How to Build Data-gov Semantic Search to Consume RDFa

From Data-gov Wiki

Jump to: navigation, search
Infobox (How-To) edit with form
  • name: How to Build Data-gov Semantic Search to Consume RDFa

  • description: A tutorial on how to build a specialized search for government data, and used RDFa annotations to better render the search results.
  • creator(s): Jin Guang Zheng,Li Ding
  • created: 2010/05/06
  • modified: 2010-5-16


Contents

Overview

This tutorial provides a step by step solution to search contents in data-gov website and render the results using the embedded RDFa annotations:

  • the semantic annotations in web pages are encoded in RDFa. Note that RDFa was embedded in Wiki pages using Mediawiki RDFa extension.
  • the search results was retrieved using the web search API provided by Yahoo! Search BOSS
  • we parses RDFa annotations using ARC2 and wrote PHP code to enhance the rendering of search results
  • the search response is accelerated by a linked data cache powered by ARC2

Step 1. Get Yahoo! Search BOSS API Key

Yahoo! Search BOSS allows users to access yahoo search via a programmable API. You need to obtain a key to use the API. To get the key, you need to have a Yahoo ID and follow instructions below:

  • Select New Web/Client Apps when asked what kind of application you are building.
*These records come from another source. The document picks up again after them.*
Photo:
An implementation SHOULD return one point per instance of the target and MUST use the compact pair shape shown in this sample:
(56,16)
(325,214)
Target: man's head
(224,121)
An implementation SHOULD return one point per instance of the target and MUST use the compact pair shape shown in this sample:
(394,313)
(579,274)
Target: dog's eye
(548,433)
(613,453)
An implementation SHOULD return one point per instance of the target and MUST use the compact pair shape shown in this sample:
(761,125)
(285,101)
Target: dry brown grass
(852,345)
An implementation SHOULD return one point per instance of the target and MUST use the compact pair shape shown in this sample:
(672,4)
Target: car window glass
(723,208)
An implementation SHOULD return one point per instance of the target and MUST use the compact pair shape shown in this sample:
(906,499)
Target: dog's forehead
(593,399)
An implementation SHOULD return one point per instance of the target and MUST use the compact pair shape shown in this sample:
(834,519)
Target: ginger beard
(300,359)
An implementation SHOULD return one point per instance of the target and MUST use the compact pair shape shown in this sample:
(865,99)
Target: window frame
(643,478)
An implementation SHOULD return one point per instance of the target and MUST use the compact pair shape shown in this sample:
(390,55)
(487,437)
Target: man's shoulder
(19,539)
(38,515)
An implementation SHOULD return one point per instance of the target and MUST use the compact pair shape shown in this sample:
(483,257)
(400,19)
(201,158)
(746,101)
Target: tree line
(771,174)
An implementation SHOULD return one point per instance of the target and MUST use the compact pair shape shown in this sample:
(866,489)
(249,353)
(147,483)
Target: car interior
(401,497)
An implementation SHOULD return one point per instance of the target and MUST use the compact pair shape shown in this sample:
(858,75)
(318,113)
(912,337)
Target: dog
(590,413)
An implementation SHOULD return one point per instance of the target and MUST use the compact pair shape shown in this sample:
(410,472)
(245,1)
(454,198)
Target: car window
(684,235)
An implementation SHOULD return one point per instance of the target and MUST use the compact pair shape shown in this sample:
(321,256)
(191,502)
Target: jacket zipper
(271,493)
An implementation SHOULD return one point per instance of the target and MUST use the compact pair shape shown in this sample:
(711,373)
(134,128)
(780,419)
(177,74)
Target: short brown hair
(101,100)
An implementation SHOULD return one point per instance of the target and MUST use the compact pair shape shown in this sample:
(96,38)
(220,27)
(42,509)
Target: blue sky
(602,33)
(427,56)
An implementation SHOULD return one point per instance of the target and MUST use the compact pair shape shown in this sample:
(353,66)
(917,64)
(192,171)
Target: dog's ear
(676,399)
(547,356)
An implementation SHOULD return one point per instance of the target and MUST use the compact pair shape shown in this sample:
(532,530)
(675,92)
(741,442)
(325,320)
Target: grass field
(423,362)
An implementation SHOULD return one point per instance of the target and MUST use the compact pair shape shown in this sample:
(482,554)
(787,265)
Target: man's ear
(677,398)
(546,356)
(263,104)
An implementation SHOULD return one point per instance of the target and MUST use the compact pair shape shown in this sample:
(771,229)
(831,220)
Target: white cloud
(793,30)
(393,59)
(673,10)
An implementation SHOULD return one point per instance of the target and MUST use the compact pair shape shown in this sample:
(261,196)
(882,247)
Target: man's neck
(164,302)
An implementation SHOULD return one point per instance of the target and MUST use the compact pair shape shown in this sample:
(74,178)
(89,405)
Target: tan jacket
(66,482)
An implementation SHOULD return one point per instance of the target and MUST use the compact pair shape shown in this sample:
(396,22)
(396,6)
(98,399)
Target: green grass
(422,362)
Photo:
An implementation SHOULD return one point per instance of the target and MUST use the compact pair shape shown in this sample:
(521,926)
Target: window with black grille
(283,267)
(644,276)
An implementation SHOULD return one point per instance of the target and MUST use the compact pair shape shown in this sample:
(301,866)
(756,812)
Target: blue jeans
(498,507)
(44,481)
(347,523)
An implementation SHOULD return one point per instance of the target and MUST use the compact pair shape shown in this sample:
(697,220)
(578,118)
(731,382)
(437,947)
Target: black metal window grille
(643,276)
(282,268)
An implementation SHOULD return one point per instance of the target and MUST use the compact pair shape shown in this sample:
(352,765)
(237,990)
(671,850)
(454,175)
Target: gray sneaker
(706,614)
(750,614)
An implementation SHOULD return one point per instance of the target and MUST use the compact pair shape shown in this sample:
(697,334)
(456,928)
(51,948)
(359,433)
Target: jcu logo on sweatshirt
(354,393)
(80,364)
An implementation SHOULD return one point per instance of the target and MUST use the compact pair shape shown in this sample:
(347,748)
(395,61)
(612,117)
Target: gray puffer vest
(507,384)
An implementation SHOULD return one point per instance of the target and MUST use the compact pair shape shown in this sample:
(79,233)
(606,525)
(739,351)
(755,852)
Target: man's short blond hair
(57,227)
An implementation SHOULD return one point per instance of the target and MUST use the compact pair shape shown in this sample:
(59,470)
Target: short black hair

  • choose Generic, No user authentication required as authentication method
  • fill the required fields in the form

Step 2. Compose Yahoo! Search BOSS search request

Since Yahoo! Search BOSS is a restful API, a search request is essentially a complex URI in the following form

http://boss.yahooapis.com/ysearch/web/v1/QUERY_STRING?appid=APP_KEY&format=RESULT_FORMAT&count=RESULT_LIMIT

The BLUE_CAPS are where you put values of interest.

BLUE_CAP Description
QUERY_STRING put a query string here, e.g., "oil spill 2004". (you may substitute white space with '%20')
APP_KEY put your application key here.
RESULT_FORMAT the format of the results, put either xml or json here.
RESULT_LIMIT the number of results to return, put a number (e.g. 10) here.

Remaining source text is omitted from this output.